With those kinds of dollars, brands are expecting unprecedented activation in order to associate their brands and products as closely as possible to these teams and players. Over the last couple years, brands have started a new trend in athlete sponsorship and activation: fictional endorsers. Cliff Paul, Uncle Drew, Leon Sandcastle and other characters have all been created as a way to create brand exposure and publicity through the fame of an athlete.
Cliff Paul
State Farm Insurance has done an incredible job of activating its sponsorship of Chris Paul through a fictional campaign centering on Paul’s twin “Cliff Paul.” The commercial series debuted during the NBA’s Christmas Day slate of games and was an immediate hit.
State Farm must have known it had a hit on its hands because the insurance giant reportedly spent a staggering $38 million in advertising dollars (which is why you see at least one Cliff Paul commercial during every ESPN or TNT NBA game). In addition, State Farm leveraged Chris Paul’s millions of Twitter followers to create a viral effect for the video while also starting a Twitter account for Chris’s fictional brother, Cliff.

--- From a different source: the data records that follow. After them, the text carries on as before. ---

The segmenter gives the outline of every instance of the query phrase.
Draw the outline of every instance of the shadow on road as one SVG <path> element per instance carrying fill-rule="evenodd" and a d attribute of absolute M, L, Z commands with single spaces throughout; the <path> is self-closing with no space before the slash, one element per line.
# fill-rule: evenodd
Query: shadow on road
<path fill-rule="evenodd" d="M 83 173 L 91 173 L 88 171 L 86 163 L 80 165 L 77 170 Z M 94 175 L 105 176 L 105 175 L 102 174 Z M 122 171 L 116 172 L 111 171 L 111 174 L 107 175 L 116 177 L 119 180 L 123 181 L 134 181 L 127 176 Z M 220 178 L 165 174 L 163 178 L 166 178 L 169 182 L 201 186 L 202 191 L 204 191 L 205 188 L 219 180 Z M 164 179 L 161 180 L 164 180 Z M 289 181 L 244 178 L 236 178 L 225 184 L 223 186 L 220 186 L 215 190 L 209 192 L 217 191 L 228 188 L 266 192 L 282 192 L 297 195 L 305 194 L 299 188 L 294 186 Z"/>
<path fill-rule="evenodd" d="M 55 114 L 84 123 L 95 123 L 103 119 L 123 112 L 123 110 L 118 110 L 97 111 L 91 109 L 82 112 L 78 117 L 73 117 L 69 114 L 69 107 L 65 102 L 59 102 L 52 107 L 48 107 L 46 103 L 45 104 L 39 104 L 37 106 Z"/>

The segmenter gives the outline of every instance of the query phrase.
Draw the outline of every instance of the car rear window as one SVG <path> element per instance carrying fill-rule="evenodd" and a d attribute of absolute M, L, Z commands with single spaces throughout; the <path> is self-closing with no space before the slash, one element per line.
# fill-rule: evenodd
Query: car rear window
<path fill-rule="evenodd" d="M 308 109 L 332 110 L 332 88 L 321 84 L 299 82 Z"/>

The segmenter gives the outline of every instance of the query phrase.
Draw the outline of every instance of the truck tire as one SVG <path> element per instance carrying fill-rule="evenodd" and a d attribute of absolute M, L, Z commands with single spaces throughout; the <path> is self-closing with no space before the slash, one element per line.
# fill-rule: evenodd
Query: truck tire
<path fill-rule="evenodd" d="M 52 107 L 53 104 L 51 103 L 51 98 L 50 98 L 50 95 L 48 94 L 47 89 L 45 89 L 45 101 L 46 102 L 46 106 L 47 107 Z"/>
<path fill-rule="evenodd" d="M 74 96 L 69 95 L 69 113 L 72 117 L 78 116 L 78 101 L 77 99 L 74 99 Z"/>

The most recent Cliff/Chris Paul commercial:
Uncle Drew and Jeff Gordon’s Test Drive
Pepsi Max, a sub-brand of PepsiCo that contains extra caffeine, has used a different type of fictional endorser campaign in order to drive buzz about its product. PepsiCo used makeup and hair artists to disguise NBA player Kyrie Irving as an elderly man. After the outfit was completed, Kyrie (now Uncle Drew) went to a public, outdoor basketball floor to get in on a pick up game. As the game progresses, “Uncle Drew” slowly unveils skill after skill to the disbelief of his fellow players and onlookers.
YouTube:
In a similar activation with NASCAR driver Jeff Gordon, PepsiCo disguised Gordon as a potential car buyer. Gordon then takes a test drive with an unexpecting sales associate. PepsiCo uses a hidden camera in a can of Pepsi Max to record the encounter.
YouTube:
Both videos were a huge success in the social media space. Uncle Drew Part 1 has more than 24 million views on YouTube as of May 12, and Jeff Gordon’s Test Drive has almost 36 million. That type of viral effect is what almost every brand wants, and PepsiCo did a great job of leveraging the star power and followings of its athletes in order to promote itself and its products.
Leon Sandcastle
Leading up to the NFL Draft, the network was seeking a way to promote its pre-draft coverage as an alternative to ESPN. So, the network created a fictional character/player named Leon Sandcastle, who was played and depicted by Deion Sanders. Much like State Farm, NFL Network created a fake version of a real player and then used that real player’s existing audience to create a good campaign.
Leon Sandcastle made his debut in a 2013 Super Bowl commercial, and his legend has only continued to grow. Since the debut, Sandcastle has run a 4.2 second 40-yard dash, signed a fake endorsement deal with Under Armor, and was famously drafted by the Kansas City Chiefs on April Fools Day.
Debut commercial:
In an age where every brand wants to leverage digital and social media to create a viral campaign, fictional endorsement characters have emerged as a popular and effective way to achieve that. As more brands attempt to copy and replicate what State Farm, PepsiCo and NFL Network have done, it will be interesting to see what other brands do to compete.